Friday, August 14, 2009

Oregon health plan

As the country debates the way forward in reforming the health care sector, it is useful to remember that efforts featuring more intrusive government roles have already been attempted in a number of states. I have written about two such states, Massachusetts and Tennessee, where such initiatives have resulted in surging costs and widespread problems. Now let's take a look at Oregon, which implemented something called the Oregon Health Plan in 1993.

The logic behind the plan was that by rationing care and only paying for certain procedures -- through a formulaic system -- that the state could provide more people with coverage. Wikipedia looks at how this theory has played out in practice:
In 1994, the plan's first year of operation, nearly 120,000 new members signed up, and bad debts at Portland hospitals dropped 16%.

The plan's costs increased from $1.33 billion in 1993-1995 to $2.36 billion in 1999-2001. Significant cuts were made to the Oregon Health Plan's budget in 2003.

New enrollment in the program were closed from mid-2004 until early 2008, when a lottery-based system was introduced. Tens of thousands of Oregonians signed up, competing for 3,000 new spots in the plan.

...The Oregon Health Plan became the focus of national scrutiny in 2003, after deep budget cuts led to 100,000 people in mental health and/or substance abuse treatment losing prescription coverage under the program.

This year and last, the Oregon Health Plan stirred up controversy when enforcing 1994 guidelines to only cover comfort care, and not to cover cancer treatment such as chemotherapy, surgery and radiotherapy for patients with less than a 5% chance of survival over five years. Springfield resident Barbara Wagner said her oncologist prescribed the chemotherapy drug Tarceva for her lung cancer, but that Oregon Health Plan officials sent her a letter declining coverage for the drug, and informing her that they will only pay for palliative care and physician-assisted suicide. She appealed the denial twice, but lost both times. Tarceva drugmaker Genentech agreed to supply her the $4000-a-month drug for free. Wagner's plight garnered a flurry of attention from the media, the blogosphere,and triggered protest from religious groups. Wagner died in October 2008.
Meanwhile a 2001 paper published by the Canadian Medical Association took at look at Oregon's initiative and made some interesting observations. One of them is that rationing care is easier to carry out on paper than in reality:
Establishing an explicit limit on service coverage is much more difficult in practice than in theory. Although the Oregon legislature has drawn a line across the list of prioritized services, that line has been rather fuzzy. Put simply, many Medicaid recipients continue to receive services that are supposedly excluded by the OHP. In large part, this can be attributed to the reticence of providers when it comes to abiding by the rules.
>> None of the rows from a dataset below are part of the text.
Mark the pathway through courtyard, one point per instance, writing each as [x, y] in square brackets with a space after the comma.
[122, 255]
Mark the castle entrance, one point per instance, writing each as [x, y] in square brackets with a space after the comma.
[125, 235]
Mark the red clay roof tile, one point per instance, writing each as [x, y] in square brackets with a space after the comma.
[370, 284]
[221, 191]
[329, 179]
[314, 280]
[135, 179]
...The OHP has not operated as the scientific vessel of rationing that it was advertised to be. Although initial rankings were based in large part on mathematical values, controversies around the list forced administrators to make political concessions and move medical services “by hand” to satisfy constituency pressures and the federal government. Analyses of the original list have shown that subjective judgements, not the initial formula, are the primary influence on service rankings.
It should be no surprise that when resources are allocated through political means, political considerations play a role. Another point raised is that the plan has largely failed in its goal of expanding coverage through reduced costs, with the expansion instead being funded through new revenue sources:
Oregon's system of priority setting through the list has not produced significant savings. Administrators estimate that during its first 5 years of operation, the list saved the state only 2% of total expenditures from the amount that it would have spent under the previous system. That the list has not produced generous savings should not come as a surprise given the relative paucity of services excluded.

...The expansion of state insurance in Oregon was not funded by rationing and savings from the list, as is commonly (and mistakenly) assumed, but by raising revenues (primarily through a cigarette tax) and moving Medicaid recipients into managed-care plans. The notion that rationing through the list would produce enough savings for Oregon to finance universal coverage has proven to be an illusion.
And then there is this bit of news that emerged last week:
Oregon state officials and care providers are agreeing on one thing: a new state computer system that handles 2 million state Health Plan payment claims each month has serious glitches.

State officials say low-income Oregonians who qualify for state-paid care are still able to see doctors and get prescriptions filled. However, care providers say the state's Medicaid Management Information System has turned into a monthslong nightmare.

...The new Medicaid billing system went online Dec. 9, after being delayed twice. Problems with the $80 million system became apparent almost immediately.
This is yet another example of an attempt to improve health care based more on government that has not achieved its stated goals. This isn't the exception, it's the rule, joining other such efforts as TennCare, efforts in Massachusetts and Medicare in its failure. As Ronald Bailey says:
Finally, the only reliable technique humanity has ever discovered for lowering the costs of products or services over time is market competition. That will be true for health care too.

1 comment:

Paradigm Shifter said...

Thanks for the illuminating post. Having lived one state to the north, I didn't know of Oregon's program nor the challenges it faces.